On peut tout quitter, partir loin de chez soi, il y aura toujours un pont qui nous unira à ce que nous avons été et à ceux qui nous ont forgés. C’est ce que je retiens du premier roman de Christine O’Doherty, Le pont de l’Île. Un roman sensible, émouvant, tout en nuances, mettant en scène une femme à qui tout semble avoir réussi. Du moins aux yeux de ceux qui s’attardent sur ce qui est visible : la belle maison, un mari, une carrière réussie.
Mais voilà. Là n’est pas l’essentiel. C’est pourquoi Gabrielle prend un jour le large.
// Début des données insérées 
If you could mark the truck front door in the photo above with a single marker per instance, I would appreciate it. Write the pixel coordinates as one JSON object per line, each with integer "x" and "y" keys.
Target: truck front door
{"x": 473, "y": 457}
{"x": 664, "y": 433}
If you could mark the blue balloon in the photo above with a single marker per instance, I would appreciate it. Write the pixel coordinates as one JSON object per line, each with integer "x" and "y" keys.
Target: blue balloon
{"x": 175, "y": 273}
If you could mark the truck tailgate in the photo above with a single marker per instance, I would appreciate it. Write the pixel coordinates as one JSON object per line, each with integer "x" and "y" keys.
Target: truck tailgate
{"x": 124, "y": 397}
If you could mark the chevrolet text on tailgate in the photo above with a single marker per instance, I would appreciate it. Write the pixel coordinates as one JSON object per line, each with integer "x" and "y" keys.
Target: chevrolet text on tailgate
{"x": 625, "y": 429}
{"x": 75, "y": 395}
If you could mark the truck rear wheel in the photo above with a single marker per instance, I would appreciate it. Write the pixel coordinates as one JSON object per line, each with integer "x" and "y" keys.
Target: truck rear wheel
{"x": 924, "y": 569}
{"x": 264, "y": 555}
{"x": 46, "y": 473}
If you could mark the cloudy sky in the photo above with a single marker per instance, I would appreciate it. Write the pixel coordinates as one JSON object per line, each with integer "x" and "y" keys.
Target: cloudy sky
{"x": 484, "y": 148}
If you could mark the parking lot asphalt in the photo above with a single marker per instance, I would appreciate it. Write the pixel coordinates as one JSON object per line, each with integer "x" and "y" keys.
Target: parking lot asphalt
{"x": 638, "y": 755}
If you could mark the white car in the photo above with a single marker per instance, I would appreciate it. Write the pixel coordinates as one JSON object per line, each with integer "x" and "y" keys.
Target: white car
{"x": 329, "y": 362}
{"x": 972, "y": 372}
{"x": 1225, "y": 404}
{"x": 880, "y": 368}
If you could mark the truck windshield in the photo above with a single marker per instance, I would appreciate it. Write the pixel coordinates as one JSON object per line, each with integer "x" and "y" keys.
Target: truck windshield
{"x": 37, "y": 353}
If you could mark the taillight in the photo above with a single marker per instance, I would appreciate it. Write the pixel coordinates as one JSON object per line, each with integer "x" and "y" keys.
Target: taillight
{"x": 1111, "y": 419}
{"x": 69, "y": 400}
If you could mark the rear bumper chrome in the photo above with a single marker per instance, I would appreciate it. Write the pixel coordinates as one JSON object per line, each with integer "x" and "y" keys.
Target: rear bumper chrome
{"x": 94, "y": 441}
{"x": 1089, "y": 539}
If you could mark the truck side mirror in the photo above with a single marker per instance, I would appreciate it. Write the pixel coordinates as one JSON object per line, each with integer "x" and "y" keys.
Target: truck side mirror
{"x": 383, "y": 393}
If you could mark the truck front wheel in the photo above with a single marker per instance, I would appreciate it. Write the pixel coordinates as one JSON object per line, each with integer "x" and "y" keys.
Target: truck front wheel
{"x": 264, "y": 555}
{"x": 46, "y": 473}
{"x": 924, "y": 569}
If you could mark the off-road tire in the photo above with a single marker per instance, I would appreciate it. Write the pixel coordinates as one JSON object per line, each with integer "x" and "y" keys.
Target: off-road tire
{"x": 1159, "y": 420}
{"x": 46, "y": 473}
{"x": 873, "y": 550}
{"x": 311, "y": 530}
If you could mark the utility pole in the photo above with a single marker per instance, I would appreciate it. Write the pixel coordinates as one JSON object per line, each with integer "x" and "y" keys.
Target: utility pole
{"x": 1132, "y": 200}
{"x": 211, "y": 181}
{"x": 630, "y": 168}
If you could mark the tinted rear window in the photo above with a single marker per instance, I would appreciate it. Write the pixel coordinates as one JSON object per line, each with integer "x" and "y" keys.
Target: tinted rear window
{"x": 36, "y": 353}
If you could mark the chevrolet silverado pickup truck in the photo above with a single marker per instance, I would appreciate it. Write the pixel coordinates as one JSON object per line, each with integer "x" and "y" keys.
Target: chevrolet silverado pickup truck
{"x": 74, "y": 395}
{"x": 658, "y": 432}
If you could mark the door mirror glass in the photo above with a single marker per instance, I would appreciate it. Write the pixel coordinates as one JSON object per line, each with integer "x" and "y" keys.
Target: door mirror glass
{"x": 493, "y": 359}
La vente de ses parts à ses associées lui permettra de vivre quelque temps sans se préoccuper d’autre chose que de faire le point. De comprendre pourquoi plus rien ne va. D’analyser les sources de ce malaise qui l’habite.
Et c’est à l’Île-du-Prince-Édouard, dans une petit village de pêcheurs où la vie a le rythme qui lui convient, face à la mer, que Gabrielle va petit à petit renouer avec elle-même à mesure que le passé vient se poser dans ses mots, puisque ce séjour qui s’étire lui donne l’occasion d’écrire, de faire le tri de ses souvenirs, de faire surgir des scènes, des gens, et de constater que tout ce qu’elle a retenu, tout ce à quoi elle tient, n’a rien à voir avec sa vie de femme. Seules la petite fille et l’adolescente en elle demeurent.
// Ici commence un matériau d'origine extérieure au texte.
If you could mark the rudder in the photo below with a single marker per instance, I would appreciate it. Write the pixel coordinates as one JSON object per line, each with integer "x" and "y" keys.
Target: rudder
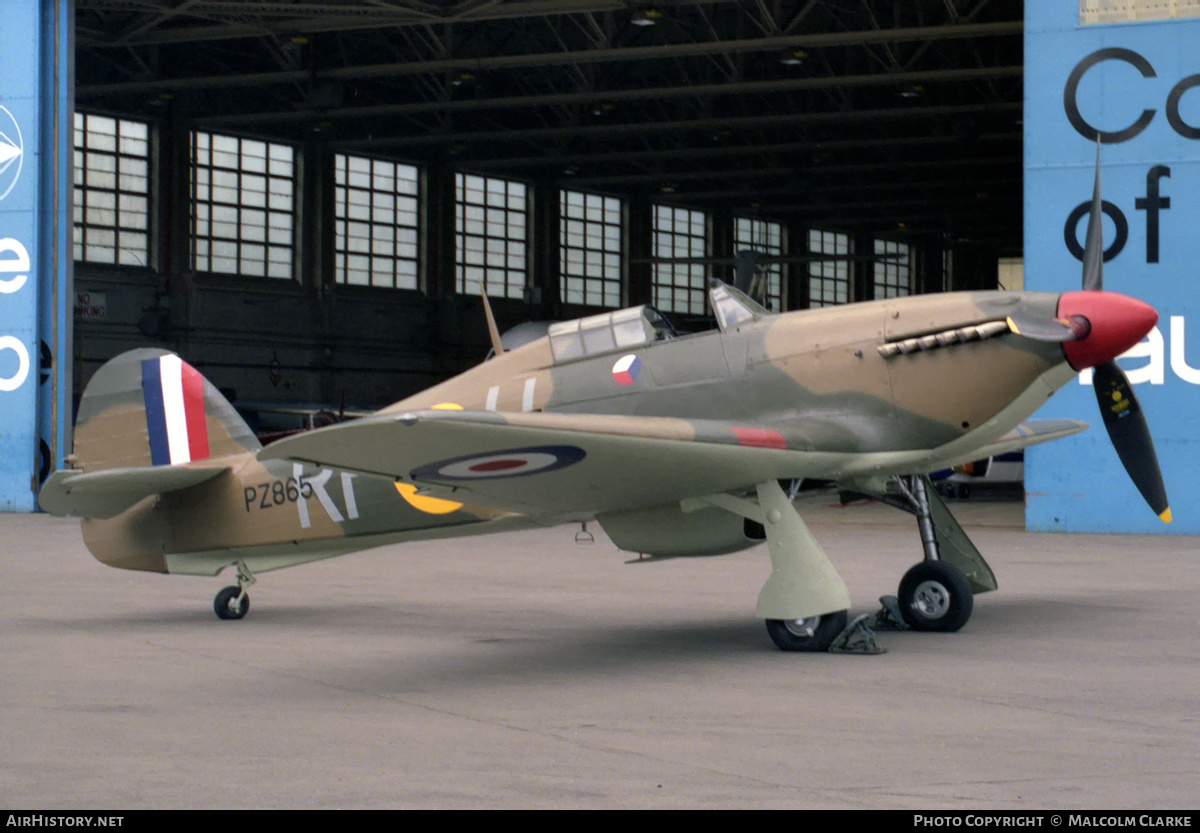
{"x": 149, "y": 407}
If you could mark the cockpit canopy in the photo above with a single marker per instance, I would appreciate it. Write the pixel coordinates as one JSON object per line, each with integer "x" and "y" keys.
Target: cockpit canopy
{"x": 635, "y": 327}
{"x": 607, "y": 331}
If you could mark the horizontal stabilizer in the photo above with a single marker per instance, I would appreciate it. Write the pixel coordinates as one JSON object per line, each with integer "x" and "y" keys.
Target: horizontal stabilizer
{"x": 112, "y": 491}
{"x": 1032, "y": 432}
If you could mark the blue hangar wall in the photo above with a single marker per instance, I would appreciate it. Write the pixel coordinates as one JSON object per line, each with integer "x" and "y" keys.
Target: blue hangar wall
{"x": 36, "y": 153}
{"x": 1138, "y": 85}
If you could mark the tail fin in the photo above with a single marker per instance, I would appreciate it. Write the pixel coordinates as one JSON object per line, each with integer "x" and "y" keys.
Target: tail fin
{"x": 149, "y": 407}
{"x": 148, "y": 424}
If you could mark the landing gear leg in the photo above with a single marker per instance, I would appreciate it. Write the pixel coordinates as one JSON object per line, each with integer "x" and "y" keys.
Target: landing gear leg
{"x": 937, "y": 594}
{"x": 804, "y": 600}
{"x": 233, "y": 603}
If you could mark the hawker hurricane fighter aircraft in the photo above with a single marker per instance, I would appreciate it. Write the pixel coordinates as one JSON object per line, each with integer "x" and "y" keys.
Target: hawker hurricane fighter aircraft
{"x": 675, "y": 444}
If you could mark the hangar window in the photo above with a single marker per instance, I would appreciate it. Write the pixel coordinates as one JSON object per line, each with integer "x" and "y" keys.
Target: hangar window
{"x": 112, "y": 190}
{"x": 893, "y": 269}
{"x": 767, "y": 238}
{"x": 243, "y": 205}
{"x": 491, "y": 231}
{"x": 679, "y": 234}
{"x": 376, "y": 219}
{"x": 828, "y": 280}
{"x": 589, "y": 249}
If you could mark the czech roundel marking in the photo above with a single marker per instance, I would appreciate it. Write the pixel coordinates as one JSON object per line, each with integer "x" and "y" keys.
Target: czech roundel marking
{"x": 627, "y": 370}
{"x": 507, "y": 463}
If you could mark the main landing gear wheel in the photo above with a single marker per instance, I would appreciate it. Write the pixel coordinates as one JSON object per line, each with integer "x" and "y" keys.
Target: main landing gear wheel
{"x": 935, "y": 595}
{"x": 227, "y": 606}
{"x": 815, "y": 633}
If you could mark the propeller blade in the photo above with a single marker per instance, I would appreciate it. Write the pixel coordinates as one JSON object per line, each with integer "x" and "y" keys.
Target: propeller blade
{"x": 1093, "y": 247}
{"x": 1039, "y": 328}
{"x": 1131, "y": 436}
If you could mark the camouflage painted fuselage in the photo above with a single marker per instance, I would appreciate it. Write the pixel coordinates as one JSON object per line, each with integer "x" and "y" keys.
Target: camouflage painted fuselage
{"x": 879, "y": 388}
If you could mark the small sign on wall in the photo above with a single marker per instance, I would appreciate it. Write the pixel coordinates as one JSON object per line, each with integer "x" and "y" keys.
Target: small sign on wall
{"x": 91, "y": 306}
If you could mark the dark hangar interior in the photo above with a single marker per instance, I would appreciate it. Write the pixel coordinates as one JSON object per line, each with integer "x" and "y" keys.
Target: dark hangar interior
{"x": 305, "y": 198}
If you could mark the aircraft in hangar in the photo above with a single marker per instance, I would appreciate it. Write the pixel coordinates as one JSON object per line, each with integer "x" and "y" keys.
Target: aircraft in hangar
{"x": 677, "y": 445}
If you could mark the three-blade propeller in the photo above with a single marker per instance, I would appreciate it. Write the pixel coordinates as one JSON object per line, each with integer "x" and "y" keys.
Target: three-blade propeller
{"x": 1119, "y": 406}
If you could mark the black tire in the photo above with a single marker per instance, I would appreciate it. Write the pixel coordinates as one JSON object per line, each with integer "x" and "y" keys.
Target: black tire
{"x": 935, "y": 595}
{"x": 223, "y": 606}
{"x": 813, "y": 634}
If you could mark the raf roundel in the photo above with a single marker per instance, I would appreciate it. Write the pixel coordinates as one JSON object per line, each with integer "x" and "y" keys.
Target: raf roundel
{"x": 508, "y": 463}
{"x": 627, "y": 370}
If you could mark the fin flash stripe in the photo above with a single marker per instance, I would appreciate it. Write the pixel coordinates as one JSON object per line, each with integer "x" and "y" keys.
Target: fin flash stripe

Et c’est de retour auprès des siens, à l’occasion des fêtes de fin d’année, après des mois de silence, que Gabrielle sera en mesure de comprendre ce qui l’a poussée à partir. Ce qui l’a retenue de ne pas le faire avant. Ce à quoi elle aspire maintenant. Il fallait juste qu’un jour elle franchisse le pont qui la ramène à elle-même.
Roman intimiste qui mêle habilement narration et pages d’écriture dans lesquelles Gabrielle évoque des moments forts, des vacances, des livres, Le pont de l’Île révèle une nouvelle voix, une écriture toute en nuances, une auteure à suivre.